Ma verso Tunisi le attenzioni della Francia si erano già rivolte, con più potenti forze militari. La diplomazia italiana si vide costretta, pertanto, ad un’alleanza con Berlino. E, quindi, ad un’alleanza forzata con l’odiato Impero austroungarico. Rinunciando così ad ogni sua pretesa su Trieste, Trento e, di conseguenza, anche verso l’Istria. L’idea dell’irredentismo era stato da poco creato (1866), ma ancora stentava a diffondersi, ad opera di Matteo Renato Imbriani, uomo politico di Napoli, seguace di Garibaldi ma poi divenuto deputato del Regno d’Italia.
Oberdank si orientò, dalle caserme austroungariche, verso i circoli ed i salotti romani dell’ Italia di allora che aspiravano ad un’espansione italiana verso il confine orientale, cercando di dare – nel contempo – una visione romantica a tale concezione. Quale occasione migliore di un attentato alla persona dell’oppressore che doveva venire a Trieste per festeggiare i 500 anni di fedeltà della città giuliana all’Austria? Il resto lo conosciamo bene e Guglielmo venne immolato anche grazie ad emissari italiani, sull’altare “della Real-politik”.

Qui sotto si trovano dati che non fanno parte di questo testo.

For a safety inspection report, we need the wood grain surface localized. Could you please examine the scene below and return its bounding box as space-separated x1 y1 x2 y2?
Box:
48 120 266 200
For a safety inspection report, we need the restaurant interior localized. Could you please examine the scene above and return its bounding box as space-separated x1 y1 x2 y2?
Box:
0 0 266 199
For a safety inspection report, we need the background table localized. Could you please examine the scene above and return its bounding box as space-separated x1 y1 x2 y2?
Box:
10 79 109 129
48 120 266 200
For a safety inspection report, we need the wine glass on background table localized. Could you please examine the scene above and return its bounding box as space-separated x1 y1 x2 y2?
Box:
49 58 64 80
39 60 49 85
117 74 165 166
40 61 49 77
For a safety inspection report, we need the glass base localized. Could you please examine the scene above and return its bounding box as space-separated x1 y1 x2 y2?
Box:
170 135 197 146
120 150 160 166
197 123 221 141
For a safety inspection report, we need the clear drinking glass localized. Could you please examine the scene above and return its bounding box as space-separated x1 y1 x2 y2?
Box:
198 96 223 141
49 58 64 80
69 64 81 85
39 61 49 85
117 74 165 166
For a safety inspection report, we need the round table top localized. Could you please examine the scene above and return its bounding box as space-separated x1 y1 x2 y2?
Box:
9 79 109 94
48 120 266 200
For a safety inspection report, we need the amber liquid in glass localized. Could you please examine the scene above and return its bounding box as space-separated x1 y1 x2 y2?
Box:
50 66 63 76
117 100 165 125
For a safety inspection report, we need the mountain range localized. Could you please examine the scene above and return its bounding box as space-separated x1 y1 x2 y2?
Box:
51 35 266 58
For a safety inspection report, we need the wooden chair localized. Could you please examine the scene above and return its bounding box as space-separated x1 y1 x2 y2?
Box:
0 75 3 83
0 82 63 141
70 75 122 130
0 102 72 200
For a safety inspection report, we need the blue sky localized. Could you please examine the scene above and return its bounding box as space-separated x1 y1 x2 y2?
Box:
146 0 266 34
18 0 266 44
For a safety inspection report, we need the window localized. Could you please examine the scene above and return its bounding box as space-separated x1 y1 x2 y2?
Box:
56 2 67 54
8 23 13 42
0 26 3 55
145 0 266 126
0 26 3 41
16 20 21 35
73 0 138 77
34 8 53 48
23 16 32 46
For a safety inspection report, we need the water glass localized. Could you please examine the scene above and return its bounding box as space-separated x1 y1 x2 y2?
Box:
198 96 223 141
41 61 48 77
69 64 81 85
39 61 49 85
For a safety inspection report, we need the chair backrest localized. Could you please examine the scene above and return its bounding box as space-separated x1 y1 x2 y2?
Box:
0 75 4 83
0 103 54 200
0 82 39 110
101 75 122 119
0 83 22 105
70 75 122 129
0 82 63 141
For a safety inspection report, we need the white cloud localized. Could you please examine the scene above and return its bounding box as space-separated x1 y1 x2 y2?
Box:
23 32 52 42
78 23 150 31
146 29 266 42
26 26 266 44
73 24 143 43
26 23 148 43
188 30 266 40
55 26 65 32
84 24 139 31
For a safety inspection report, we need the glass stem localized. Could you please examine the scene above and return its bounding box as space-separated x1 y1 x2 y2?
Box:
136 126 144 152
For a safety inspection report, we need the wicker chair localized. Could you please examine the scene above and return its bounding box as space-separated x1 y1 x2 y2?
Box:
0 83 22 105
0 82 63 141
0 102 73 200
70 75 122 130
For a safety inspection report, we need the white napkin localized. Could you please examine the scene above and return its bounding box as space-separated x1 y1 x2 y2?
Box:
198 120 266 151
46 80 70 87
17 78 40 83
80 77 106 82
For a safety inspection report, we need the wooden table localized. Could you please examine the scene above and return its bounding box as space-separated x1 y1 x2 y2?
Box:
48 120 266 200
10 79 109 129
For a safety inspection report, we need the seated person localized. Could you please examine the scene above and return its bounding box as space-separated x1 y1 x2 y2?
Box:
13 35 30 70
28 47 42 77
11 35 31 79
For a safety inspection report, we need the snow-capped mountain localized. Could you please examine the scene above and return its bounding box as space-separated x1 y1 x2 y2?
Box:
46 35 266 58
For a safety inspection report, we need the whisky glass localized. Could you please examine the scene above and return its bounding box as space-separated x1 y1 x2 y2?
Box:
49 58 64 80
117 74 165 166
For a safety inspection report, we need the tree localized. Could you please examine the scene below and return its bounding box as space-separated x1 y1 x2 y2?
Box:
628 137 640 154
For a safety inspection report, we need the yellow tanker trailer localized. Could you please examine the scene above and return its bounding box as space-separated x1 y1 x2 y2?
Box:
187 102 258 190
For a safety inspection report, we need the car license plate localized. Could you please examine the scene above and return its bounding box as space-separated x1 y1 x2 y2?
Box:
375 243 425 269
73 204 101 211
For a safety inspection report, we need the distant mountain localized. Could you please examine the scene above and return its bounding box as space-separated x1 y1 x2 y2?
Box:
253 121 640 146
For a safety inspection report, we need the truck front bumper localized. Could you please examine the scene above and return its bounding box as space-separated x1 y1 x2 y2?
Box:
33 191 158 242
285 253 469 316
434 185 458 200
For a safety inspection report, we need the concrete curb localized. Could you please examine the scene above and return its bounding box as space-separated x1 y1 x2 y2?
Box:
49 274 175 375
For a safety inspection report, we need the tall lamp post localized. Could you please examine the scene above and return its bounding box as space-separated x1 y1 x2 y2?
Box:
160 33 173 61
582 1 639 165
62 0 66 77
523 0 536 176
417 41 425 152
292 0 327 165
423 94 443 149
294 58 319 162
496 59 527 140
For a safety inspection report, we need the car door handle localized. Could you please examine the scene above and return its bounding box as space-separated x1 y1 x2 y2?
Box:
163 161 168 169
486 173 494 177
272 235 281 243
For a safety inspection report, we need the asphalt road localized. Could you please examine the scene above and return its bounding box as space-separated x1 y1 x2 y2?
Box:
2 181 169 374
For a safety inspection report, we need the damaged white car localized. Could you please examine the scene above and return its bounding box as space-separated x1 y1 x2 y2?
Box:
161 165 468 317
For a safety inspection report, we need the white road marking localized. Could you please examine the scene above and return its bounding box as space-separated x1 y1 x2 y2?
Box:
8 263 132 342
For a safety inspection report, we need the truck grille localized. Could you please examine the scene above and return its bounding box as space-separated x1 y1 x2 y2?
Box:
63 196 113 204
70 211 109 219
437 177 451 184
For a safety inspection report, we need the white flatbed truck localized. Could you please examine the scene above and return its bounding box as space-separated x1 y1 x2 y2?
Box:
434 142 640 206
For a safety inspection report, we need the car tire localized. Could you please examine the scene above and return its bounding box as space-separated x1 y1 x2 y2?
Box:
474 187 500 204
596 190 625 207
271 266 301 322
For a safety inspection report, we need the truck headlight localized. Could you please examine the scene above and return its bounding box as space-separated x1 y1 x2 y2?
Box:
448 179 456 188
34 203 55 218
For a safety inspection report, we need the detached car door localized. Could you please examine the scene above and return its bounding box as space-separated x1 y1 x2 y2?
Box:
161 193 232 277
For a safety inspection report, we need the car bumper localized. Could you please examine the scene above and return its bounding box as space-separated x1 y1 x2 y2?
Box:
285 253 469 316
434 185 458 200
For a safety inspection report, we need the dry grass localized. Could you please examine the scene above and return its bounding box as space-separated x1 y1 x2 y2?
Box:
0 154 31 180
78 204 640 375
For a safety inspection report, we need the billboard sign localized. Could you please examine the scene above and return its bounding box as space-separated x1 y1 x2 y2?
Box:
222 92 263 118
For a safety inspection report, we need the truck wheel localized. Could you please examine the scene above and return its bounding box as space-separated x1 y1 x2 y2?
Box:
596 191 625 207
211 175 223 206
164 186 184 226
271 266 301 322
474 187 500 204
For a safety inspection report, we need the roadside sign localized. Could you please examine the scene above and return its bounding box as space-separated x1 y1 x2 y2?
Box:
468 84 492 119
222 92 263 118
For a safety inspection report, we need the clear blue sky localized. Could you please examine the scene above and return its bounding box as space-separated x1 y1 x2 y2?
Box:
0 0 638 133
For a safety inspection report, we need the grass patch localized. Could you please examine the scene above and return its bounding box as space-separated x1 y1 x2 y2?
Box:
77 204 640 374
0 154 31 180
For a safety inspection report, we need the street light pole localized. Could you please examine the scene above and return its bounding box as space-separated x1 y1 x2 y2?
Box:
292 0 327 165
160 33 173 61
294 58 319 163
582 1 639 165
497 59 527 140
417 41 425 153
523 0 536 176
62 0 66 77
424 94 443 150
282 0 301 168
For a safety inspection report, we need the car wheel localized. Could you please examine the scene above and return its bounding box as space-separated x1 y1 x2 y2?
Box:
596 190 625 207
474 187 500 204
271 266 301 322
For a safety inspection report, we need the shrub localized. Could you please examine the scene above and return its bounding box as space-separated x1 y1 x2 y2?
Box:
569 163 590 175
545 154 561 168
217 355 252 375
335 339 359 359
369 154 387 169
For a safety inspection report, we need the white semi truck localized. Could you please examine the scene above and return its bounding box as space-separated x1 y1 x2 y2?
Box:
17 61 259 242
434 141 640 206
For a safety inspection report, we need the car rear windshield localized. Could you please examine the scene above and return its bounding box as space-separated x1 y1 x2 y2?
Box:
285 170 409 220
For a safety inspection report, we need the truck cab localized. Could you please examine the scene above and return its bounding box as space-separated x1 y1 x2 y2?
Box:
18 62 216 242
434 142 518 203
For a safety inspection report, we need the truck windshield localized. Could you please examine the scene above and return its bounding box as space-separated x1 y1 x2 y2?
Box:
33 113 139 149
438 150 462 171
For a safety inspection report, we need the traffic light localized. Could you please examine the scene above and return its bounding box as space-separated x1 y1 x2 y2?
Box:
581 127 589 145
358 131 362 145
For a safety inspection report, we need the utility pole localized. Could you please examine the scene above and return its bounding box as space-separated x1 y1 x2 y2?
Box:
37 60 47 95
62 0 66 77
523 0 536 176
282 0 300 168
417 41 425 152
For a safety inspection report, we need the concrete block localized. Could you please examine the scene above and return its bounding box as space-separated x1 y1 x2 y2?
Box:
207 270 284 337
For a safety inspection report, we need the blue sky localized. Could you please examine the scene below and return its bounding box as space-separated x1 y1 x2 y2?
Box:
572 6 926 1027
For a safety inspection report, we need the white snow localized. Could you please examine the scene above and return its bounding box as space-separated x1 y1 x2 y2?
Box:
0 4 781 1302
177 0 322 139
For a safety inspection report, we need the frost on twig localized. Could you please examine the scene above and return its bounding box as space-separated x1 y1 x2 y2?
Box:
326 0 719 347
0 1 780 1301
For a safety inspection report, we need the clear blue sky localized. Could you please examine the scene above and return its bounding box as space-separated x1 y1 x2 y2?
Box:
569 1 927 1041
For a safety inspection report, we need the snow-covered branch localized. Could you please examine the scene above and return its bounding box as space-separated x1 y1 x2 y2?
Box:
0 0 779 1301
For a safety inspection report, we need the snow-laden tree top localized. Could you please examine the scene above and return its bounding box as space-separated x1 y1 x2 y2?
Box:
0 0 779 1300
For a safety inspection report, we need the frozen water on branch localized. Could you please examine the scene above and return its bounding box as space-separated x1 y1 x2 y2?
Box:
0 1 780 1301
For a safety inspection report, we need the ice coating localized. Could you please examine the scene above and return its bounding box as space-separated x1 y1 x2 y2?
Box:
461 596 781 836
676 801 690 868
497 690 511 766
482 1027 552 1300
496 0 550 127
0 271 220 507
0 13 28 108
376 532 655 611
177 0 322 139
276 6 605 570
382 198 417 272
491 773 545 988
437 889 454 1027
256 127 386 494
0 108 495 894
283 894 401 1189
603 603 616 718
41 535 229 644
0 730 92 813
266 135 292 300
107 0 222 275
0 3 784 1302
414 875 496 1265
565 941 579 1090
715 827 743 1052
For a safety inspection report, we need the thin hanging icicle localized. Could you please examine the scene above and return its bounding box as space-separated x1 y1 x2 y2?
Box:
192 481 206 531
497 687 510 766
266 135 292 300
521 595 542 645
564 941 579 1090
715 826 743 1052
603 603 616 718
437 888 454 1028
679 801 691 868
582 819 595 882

Oberdank morì per un’idea di libertà dall’oppressione e dalla tirannia, un’ideale libertario e di solidarietà e fratellanza umana (“si ottenne, finalmente, un martire per la causa irredentista” – Renate Lunzer,” Irredenti redenti”, Trieste, 2009). Lo fecero morire per un’Italia liberal-nazionale e per un Regno che lo stesso Oberdan, mazziniano, non amava certo. Tradiva così, inconsciamente, i suoi ampi ed alti ideali libertari e di eguaglianza, che allora sembravano irrealizzabili e densi di pura utopia.